Nothing had been accomplished. The large-primates of the planet had not had their nuclear war; they might never have.
And despite all the future horror that might bring, Devi-en was in an agony of happiness. There was no point in thinking of the future. For the present, he was getting away from this most horrible of horrible worlds.
He watched the Moon fall away and shrink to a spot of light, along with the planet, and the sun of the system itself till the whole thing was lost among the constellations.
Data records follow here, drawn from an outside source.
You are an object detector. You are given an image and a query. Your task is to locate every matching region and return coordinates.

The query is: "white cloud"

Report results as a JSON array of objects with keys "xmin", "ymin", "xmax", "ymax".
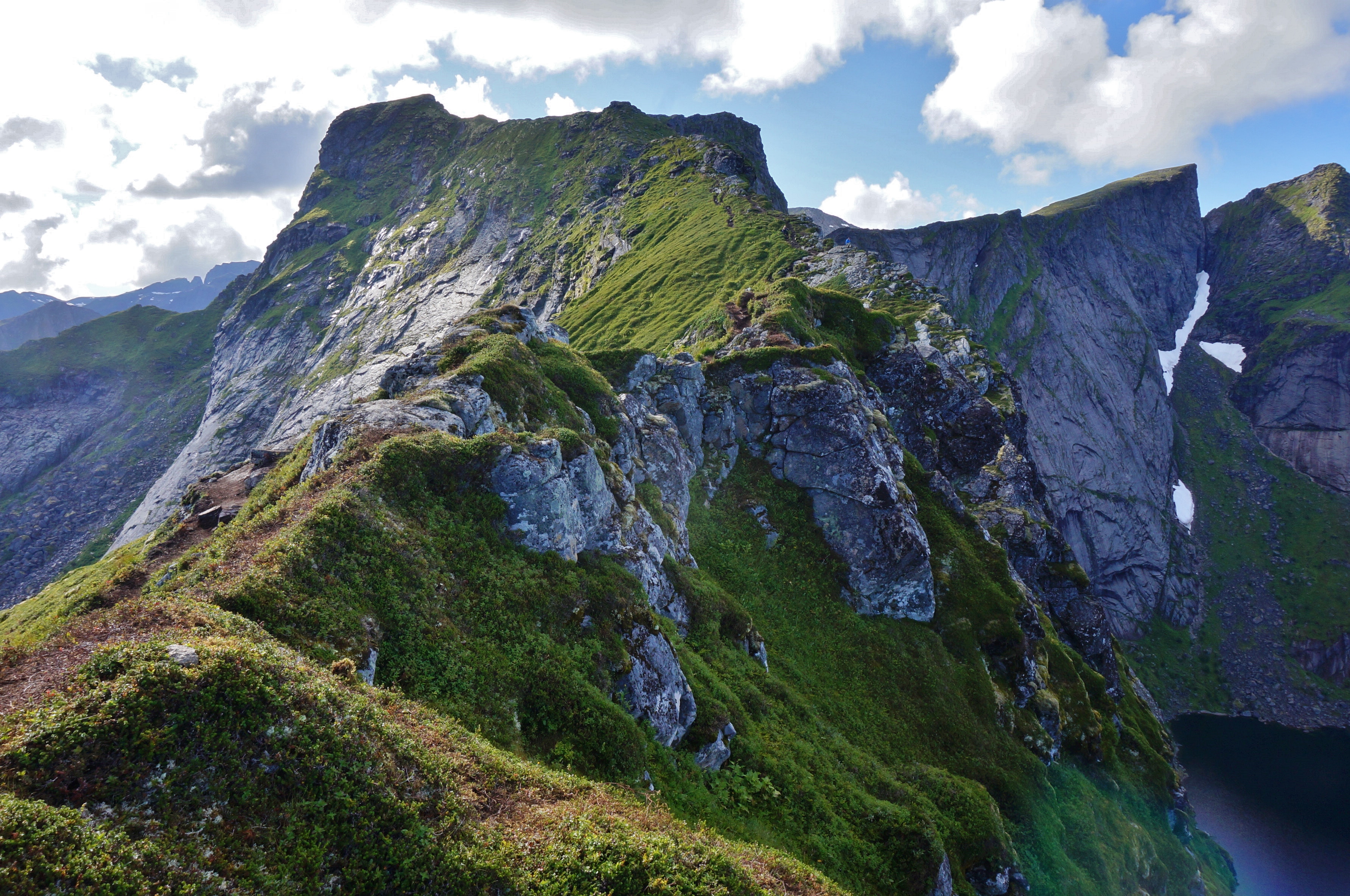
[
  {"xmin": 385, "ymin": 74, "xmax": 510, "ymax": 121},
  {"xmin": 821, "ymin": 171, "xmax": 964, "ymax": 228},
  {"xmin": 8, "ymin": 0, "xmax": 1350, "ymax": 294},
  {"xmin": 544, "ymin": 93, "xmax": 605, "ymax": 117},
  {"xmin": 924, "ymin": 0, "xmax": 1350, "ymax": 170}
]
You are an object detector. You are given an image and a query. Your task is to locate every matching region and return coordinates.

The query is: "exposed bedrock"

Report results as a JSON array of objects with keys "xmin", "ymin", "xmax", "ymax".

It was only then that he could feel anything but relief. It was only then that he felt a first tiny twinge of it-might-have-been.
He said to the Archadministrator, “It might all have been well if we had been more patient. They might yet have blundered into nuclear war.”
The Archadministrator said, “Somehow I doubt it The mentalic analysis of—”
He stopped, and Devi-en understood the wild one had been replaced on his planet with minimal harm. The events of the past weeks had been blanked out of his mind. He had been placed near a small, inhabited locality not far from the spot where he had been first found. His fellows would assume he had been lost. They would blame his loss of weight, his bruises, his amnesia upon the hardships he had undergone.
But the harm done by him…
If only they had not brought him up to the Moon in the first place. They might have reconciled themselves to the thought of starting a war. They might somehow have thought of dropping a bomb and worked out some indirect, long-distance system for doing so.
It had been the wild one’s word picture of the vulture that had stopped it all. It had ruined Devi-en and the Archadministrator. When all data was sent back to Hurria, the effect on the Council itself had been notable. The order to dismantle the base had come quickly.